Commercial hunting of Black Sea cetaceans, including Harbour Porpoises, was banned in 1966 in the former USSR (present Georgia, Russia and Ukraine), Bulgaria and Romania, and in 1983 in Turkey. The riparian states assumed international obligations to protect Black Sea cetaceans as contracting parties of the Convention on Biological Diversity (CBD), Convention on the Conservation of Migratory Species of Wild Animals (CMS), Convention on the Conservation of European Wildlife and Natural Habitats (Berne Convention), Convention on the Protection of the Black Sea Against Pollution (Bucharest Convention), Convention on International Trade in Endangered Species of Wild Fauna and Flora (CITES, Appendix II), and the Agreement on the Conservation of Cetaceans in the Black Sea, Mediterranean Sea and Contiguous Atlantic Area (ACCOBAMS). The Harbour Porpoise, P. phocoena, is mentioned in Annex II of the EC Directive No.92/43/EEC on the conservation of natural habitats of wild fauna and flora. In 1996, the Ministers of Environment of Black Sea countries adopted cetacean conservation and research measures within the framework of the Strategic Action Plan for the Rehabilitation and Protection of the Black Sea (paragraph 62). The Harbour Porpoise is included as Data Deficient in the regional Black Sea Red Data Book (1999). However, in 2002 it was listed as Endangered in the Provisional List of Species of the Black Sea Importance, an annex to the Black Sea Biodiversity and Landscape Conservation Protocol of the Bucharest Convention.
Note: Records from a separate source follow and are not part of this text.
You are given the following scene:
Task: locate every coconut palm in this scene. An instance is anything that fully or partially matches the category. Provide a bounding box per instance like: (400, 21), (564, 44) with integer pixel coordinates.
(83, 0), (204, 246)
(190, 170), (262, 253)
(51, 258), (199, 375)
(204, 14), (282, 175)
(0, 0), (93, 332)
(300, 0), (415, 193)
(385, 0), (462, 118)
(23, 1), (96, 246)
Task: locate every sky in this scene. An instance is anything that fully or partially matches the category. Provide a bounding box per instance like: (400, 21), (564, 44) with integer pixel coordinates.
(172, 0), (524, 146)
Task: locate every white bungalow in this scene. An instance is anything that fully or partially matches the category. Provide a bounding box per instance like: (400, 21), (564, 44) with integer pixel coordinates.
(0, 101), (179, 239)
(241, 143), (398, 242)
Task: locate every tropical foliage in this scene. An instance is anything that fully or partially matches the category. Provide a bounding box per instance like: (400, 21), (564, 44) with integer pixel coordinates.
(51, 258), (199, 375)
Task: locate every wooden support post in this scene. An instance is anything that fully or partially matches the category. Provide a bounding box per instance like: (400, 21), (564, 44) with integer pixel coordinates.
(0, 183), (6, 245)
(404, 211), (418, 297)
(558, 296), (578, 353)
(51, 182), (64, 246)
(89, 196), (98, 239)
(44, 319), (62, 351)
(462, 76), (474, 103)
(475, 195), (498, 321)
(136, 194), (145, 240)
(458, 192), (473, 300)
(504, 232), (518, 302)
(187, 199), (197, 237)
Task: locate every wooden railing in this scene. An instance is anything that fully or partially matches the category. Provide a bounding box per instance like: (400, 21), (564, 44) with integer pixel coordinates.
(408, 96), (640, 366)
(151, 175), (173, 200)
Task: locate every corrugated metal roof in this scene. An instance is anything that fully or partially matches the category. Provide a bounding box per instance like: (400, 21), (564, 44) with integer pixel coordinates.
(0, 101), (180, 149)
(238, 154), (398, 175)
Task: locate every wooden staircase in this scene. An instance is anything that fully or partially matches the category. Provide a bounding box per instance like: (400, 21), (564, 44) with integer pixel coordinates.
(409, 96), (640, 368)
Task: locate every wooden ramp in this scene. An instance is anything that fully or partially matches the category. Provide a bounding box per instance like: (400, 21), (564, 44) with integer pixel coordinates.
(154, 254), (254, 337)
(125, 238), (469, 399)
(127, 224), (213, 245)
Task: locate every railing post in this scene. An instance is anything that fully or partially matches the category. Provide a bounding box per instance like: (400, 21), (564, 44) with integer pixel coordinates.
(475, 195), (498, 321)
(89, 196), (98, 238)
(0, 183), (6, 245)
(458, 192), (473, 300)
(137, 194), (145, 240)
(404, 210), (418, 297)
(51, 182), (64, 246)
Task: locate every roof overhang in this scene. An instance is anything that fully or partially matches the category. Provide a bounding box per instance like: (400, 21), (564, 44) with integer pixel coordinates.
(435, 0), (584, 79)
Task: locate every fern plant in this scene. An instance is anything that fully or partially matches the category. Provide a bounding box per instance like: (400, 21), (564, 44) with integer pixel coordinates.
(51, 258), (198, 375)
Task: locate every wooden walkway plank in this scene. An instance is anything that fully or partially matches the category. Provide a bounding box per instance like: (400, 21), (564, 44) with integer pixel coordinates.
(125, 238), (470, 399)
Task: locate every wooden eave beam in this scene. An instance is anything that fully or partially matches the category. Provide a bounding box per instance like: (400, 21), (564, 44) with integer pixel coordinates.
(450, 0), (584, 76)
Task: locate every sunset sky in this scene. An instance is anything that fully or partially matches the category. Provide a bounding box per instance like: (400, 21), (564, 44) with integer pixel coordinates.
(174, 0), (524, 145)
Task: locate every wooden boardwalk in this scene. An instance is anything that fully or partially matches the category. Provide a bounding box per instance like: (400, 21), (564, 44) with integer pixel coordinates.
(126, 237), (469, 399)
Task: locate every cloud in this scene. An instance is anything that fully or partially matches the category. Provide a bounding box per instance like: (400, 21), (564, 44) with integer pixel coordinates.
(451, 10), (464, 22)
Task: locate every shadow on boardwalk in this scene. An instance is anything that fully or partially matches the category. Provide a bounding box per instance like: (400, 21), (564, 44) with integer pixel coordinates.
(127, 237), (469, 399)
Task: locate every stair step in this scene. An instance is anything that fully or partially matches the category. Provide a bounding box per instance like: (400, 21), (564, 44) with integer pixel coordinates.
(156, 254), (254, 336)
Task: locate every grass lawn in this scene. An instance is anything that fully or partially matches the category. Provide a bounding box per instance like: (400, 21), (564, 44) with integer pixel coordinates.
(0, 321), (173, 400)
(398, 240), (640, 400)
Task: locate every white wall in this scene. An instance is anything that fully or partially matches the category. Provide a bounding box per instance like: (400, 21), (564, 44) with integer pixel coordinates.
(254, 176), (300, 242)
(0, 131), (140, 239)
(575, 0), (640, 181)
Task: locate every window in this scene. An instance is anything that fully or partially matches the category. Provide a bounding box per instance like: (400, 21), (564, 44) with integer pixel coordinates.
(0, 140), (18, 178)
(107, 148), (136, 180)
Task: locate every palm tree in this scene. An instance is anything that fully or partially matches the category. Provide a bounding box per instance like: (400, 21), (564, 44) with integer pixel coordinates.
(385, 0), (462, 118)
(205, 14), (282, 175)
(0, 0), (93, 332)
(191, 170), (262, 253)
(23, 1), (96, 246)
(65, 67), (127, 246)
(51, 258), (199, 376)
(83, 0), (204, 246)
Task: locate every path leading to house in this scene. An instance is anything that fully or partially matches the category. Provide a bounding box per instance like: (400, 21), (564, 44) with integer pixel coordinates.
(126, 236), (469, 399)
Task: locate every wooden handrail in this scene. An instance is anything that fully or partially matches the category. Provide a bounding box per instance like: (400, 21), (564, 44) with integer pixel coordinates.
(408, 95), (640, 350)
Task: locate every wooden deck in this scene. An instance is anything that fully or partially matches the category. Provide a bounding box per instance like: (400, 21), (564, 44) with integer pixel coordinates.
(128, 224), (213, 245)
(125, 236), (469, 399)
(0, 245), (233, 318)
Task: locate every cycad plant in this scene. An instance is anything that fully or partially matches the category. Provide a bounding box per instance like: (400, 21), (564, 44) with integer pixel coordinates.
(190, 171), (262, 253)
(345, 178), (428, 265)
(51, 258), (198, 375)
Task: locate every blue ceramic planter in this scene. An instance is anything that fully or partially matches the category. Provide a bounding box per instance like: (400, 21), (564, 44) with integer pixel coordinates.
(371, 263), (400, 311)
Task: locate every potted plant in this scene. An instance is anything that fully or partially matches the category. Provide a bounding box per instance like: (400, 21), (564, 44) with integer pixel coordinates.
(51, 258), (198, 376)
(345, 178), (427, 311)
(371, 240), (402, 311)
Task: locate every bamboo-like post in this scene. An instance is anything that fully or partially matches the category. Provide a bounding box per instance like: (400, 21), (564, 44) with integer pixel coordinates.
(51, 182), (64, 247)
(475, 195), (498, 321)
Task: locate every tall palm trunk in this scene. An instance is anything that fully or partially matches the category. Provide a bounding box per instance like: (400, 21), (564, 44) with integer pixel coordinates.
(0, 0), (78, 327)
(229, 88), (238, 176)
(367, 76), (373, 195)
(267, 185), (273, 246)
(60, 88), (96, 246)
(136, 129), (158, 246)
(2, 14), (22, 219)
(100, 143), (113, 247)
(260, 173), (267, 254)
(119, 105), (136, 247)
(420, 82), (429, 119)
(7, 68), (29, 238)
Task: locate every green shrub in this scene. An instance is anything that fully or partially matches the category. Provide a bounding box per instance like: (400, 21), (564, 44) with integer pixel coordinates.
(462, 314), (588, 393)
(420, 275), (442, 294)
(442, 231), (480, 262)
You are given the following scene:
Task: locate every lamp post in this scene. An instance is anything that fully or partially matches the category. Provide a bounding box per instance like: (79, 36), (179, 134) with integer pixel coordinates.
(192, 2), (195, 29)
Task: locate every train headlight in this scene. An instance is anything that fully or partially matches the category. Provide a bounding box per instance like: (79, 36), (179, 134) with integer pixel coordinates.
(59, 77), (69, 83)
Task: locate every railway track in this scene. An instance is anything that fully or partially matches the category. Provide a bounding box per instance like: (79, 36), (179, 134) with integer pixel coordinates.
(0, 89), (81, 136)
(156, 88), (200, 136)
On a national level, Black Sea cetaceans, including harbour porpoises, are protected by environmental laws, governmental decrees and national Red Data Book listings. The harbour porpoise is listed in the Red Data Books of Bulgaria, Russia and Ukraine, which do not use the IUCN categories and criteria. In Russia and Ukraine, inscription in national Red Data Books means that the species should be monitored and managed by appropriate state/national programmes. Such a programme has existed in Ukraine since 1999 (the Delfin-programme adopted by the Ministry of Environment). Action plans for the conservation of Black Sea cetaceans were produced in Ukraine (2001) and Romania (2003) but they have no legal effect. In 2003-05 nine coastal protected areas were joined to form the Ukrainian National Network for Cetacean Conservation, an informal network consisting of 19 institutions (operational units) situated in 17 localities along the seaboard of Ukraine. Those protected areas are (from west to east): the Dunaisky [Danube] Biosphere Reserve, Chernomorsky (Black Sea) Biosphere Reserve, Swan Islands Branch of the Crimean Nature Reserve, Cape Martyan Nature Reserve, Karadag Nature Reserve, Opuk Nature Reserve, Kazantip Nature Reserve, Azov and Sivash National Park, and Meotida Landscape Park. The inventory of cetacean habitats has been completed and a common methodology for cetacean monitoring has been introduced in these protected areas. The ACCOBAMS Implementation Priorities for 2002-06 (Notarbartolo di Sciara 2002) envisage the development of a pilot conservation and management project in the well-defined area between Cape Sarych and Cape Khersones, southern Crimea (Ukraine).